Gleich mehrere Regenschirme liegen immer griffbereit neben der Eingangstür im Eigenheim von Eveline und Martin Probst. Das Ehepaar wohnt seit 1964 im Rosengrund in Zinnwald. Beide leben seit ihrer Geburt in dem Altenberger Ortsteil und haben sich längst an das raue Klima auf dem Erzgebirgskamm gewöhnt. In der Vergangenheit wurden sie von Petrus’ Launen schon häufiger um die Früchte ihrer mühevollen Gartenarbeit gebracht.

Unverdrossen ringen die beiden begeisterten Hobbygärtner trotzdem der Natur Jahr um Jahr ein farbenprächtiges Blumenmeer rund um ihr schmuckes Häuschen ab. Ebenso wie auf den Grundstücken einiger Nachbarn wachsen bei dem Ehepaar auch Exemplare der Pflanze, von der die kleine Senke unweit des ehemaligen Grenzübergangs ihren Namen bekam – die Rose.

Alteingesessene Familien haben Martin Probst erzählt, dass schon Anfang des vergangenen Jahrhunderts ein Ofensetzermeister im Rosengrund mit Erfolg die dornigen Liebesboten gezüchtet haben soll. Ob die Blütenpracht seiner Blumen der Siedlung einst ihren Namen gab, lässt sich heute leider nicht mehr mit Bestimmtheit sagen.

„Die gelben Teerosen liebe ich besonders“, sagt Eveline Probst und holt ein Fotoalbum aus dem Schrank. Nach dem verregneten Sommer 2007 kann die 70-Jährige momentan nur mit Bildern beweisen, wie schön ihre Rosen mal geblüht haben. Ein weiteres Foto dokumentiert aber auch, welche Widerstandskraft Pflanzen auf dem Erzgebirgskamm brauchen. Trotzig lugen darauf mehrere Rosenknospen aus einer dichten Schneehaube hervor, die ihnen sogar mal Mitte Mai übergestülpt wurde.

Die Armee musste anrücken

Der Leiter des Altenberger Bergbaumuseums, Christoph Schröder, fand in seinem Archiv auch kein Dokument, das Licht in das Dunkel der Namensgebung bringen könnte. Für die Aktivitäten der Bergleute in früheren Jahrhunderten in diesem Gebiet gibt es dagegen gleich eine ganze Reihe historischer Zeitzeugen. So ist ein seit 1921 zu Wohnzwecken genutztes Gebäude bis heute bei den Einheimischen unter dem Namen „Pels-Wäsche“ bekannt. „Die Metallhändler Siegfried und Albert Pels aus Hamburg wagten 1904 in der Gnade Gottes Fundgrube in Zinnwald einen neuen Grubenaufschluss.
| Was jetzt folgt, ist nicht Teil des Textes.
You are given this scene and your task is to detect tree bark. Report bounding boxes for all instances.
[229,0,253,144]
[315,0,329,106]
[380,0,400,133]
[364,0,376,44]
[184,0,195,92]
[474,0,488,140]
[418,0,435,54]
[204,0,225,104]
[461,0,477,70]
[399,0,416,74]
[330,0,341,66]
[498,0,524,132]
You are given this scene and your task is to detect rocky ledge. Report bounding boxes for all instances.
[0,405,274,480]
Neben dem Schacht wurde auch eine neue Erzaufbereitung in damals moderner Ausführung errichtet“, erklärt Schröder. Die Aufbereitungsrückstände wurden gleich in der Umgebung der Erzwäsche abgekippt.

Dass ihre Häuser auf einem ehemaligen Haldengelände stehen, wurde Martin Probst und seinen Nachbarn spätestens bei der Neuverlegung ihrer Wasser- und Abwasserleitungen in den 1980er Jahren wieder in Erinnerung gerufen. „Wegen der Frostgefahr mussten die Leitungen gut zwei Meter tief verlegt werden“, erinnert sich Eduard Grenzner, der 1940 mit seinen Eltern aus Rumänien in den Rosengrund kam, noch gut an die Aktion. Gerade ausgehobene Gräben brachen so schnell ein, dass die Bauleute es nicht schafften, die Leitungen in die Erde zu bringen. Erst als eine Spezialeinheit der Armee mit ihrer Technik anrückte, konnten die Leitungen verlegt werden.

In Eigeninitiative zogen die Rosengrundler mit Hacke und Schaufel gleich noch ein Fernsehkabel bis in ihre Häuser. Dank dem Improvisationstalent einiger technisch versierter Mitmenschen gehörten Eduard Grenzner und seine Nachbarn schon bald zu den Glücklichen, die zumindest im medialen Bereich das „Tal der Ahnungslosen“ verlassen konnten.

Nicht erst die Antennengemeinschaft schweißte die Bewohner des kleinen Wohngebietes zusammen. „Vor 30 Jahren halfen unsere Männer nach Feierabend auch beim Bau einer Konsum-Verkaufsstelle mit“, erinnert sich Karla Grenzner.

Wie viele ihrer Nachbarn ist das Ehepaar froh, dass nach einigen Jahren des Leerstandes wieder ein Landmarkt in der ehemaligen Kaufhalle seine Türen öffnete. „Da gibt es eigentlich alles, was man zum täglichen Leben braucht“, sagt Eveline Probst. „Von der medizinischen Versorgung kann man das leider nicht behaupten“, klagt die Zinnwalderin. Für Facharztbesuche müssen die Einwohner weite Strecken zurücklegen.